How could Ayyappan be born of two male deities? The story, popular in many South Indian texts, goes like this: In those days, there were constant fights between Devas and Asuras or the gods and demons, but they united once for “Samudra mandhan”, or the churning of the ocean to get Amrit, something like an elixir of immortality.

When the pot containing the elixir emerged from the ocean, the Asuras grabbed it and they wanted to keep it for themselves. Sensing trouble, Vishnu then took the form of Mohini, a gorgeous female enchantress, and tricked Asuras to hand over the pot containing the exilir.

When Shiva came to know about this, he wanted to see the enchantress Mohini. Vishnu assumed the form again and Shiva couldn’t control his desire for Mohini — and Ayyappan (or Shasta) is born out of their union.

The union of Shiva and Vishnu is narrated in the same vein, with additions and subtractions, in various south texts like Bhagavata Purana, Brahmanda Purana and Tripurarahasya.

Was Sabrimala a Buddhist temple?

Sabarimala is the only major temple in Kerala where people from any religion could go freely.

And it’s not because of the Hindu tradition or heritage, but points to the Buddhist connection.

Women were denied entry probably because of the same connection as Buddhist “viharas” were out of bounds for the women in the early days.

Ayyappan is also called “Dharma Shaastaavu” and the word Dharma or Dhamma clearly indicates the Buddhist connection.

Another curious link to Buddhist tradition is the call for Sharanam (a request for protection or help).

During Shabarimala pilgrimage, Ayyappan devotees’ talismanic chant is “Swami Sharanam, Ayyappa Sharanam” and this has obvious roots in Buddhist sharana chants like “Budham Sharanam, Sangham Sharanam”, scholars have pointed out.

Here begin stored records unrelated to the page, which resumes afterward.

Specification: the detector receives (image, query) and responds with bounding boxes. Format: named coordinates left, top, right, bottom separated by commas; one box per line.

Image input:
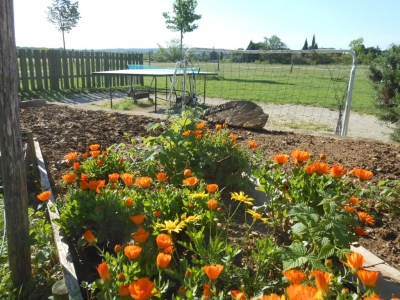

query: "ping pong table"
left=92, top=68, right=218, bottom=112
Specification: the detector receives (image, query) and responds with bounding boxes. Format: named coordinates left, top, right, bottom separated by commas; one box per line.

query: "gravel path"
left=53, top=92, right=392, bottom=142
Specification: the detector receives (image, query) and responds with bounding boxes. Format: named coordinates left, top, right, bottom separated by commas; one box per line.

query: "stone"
left=200, top=101, right=269, bottom=129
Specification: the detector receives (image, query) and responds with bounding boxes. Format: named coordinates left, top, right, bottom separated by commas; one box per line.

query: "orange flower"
left=313, top=161, right=331, bottom=175
left=89, top=150, right=100, bottom=158
left=349, top=196, right=360, bottom=204
left=82, top=229, right=97, bottom=246
left=129, top=277, right=157, bottom=300
left=354, top=226, right=367, bottom=236
left=36, top=191, right=51, bottom=201
left=206, top=183, right=218, bottom=193
left=357, top=211, right=375, bottom=225
left=89, top=144, right=100, bottom=151
left=153, top=209, right=161, bottom=218
left=203, top=264, right=224, bottom=280
left=130, top=214, right=146, bottom=225
left=120, top=173, right=133, bottom=186
left=282, top=269, right=307, bottom=284
left=132, top=227, right=149, bottom=244
left=157, top=252, right=172, bottom=269
left=247, top=140, right=258, bottom=149
left=62, top=173, right=76, bottom=183
left=331, top=164, right=346, bottom=178
left=357, top=270, right=379, bottom=288
left=183, top=169, right=192, bottom=177
left=182, top=176, right=199, bottom=188
left=292, top=149, right=311, bottom=164
left=286, top=284, right=321, bottom=300
left=125, top=198, right=133, bottom=207
left=124, top=245, right=142, bottom=259
left=207, top=199, right=218, bottom=210
left=156, top=233, right=173, bottom=250
left=182, top=130, right=190, bottom=136
left=340, top=252, right=364, bottom=272
left=156, top=173, right=168, bottom=182
left=65, top=152, right=78, bottom=163
left=344, top=205, right=356, bottom=212
left=231, top=290, right=246, bottom=300
left=74, top=161, right=81, bottom=171
left=96, top=262, right=111, bottom=280
left=350, top=168, right=374, bottom=180
left=310, top=270, right=332, bottom=294
left=108, top=173, right=119, bottom=182
left=118, top=284, right=130, bottom=297
left=273, top=154, right=289, bottom=165
left=304, top=165, right=315, bottom=175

The third one is the posture of the deity, it has a close similarity to Buddhist idols.

Noted Kerala academic Sunil P. Ilayidom has commented that the Sabarimala idol is similar to those found in the Gandhara style of Budhdhist art.

181204 sabarimala save
Image Credit:

All this point to the strong possibility that Sabarimala could be such Buddhist shrine appropriated by the Hindu mainstream groups from a Buddhist sect.

So whose tradition are they trying to protect now?

Most of the people protesting on the streets and attacking women devotees on social media who want to go to Sabarimala have no idea about any of these — other than what the campaigners have pushed down their throat.

The Tamil connection and Ayyanaar

Ayyappan is also called Shashtavu. Shasta is also identified with the Tamil deity Aiyyanaar. Village temples of Ayyanaar can be seen everywhere in Tamil Nadu. He is considered a guardian of many other folk deities.

The origins of Ayyanaar worship is not very well documented, and some studies have pointed to the Sinhalese and possible Buddhist connection for this deity too. Sinhalese worship him in the name of Ayyanayake, according to scholarly studies.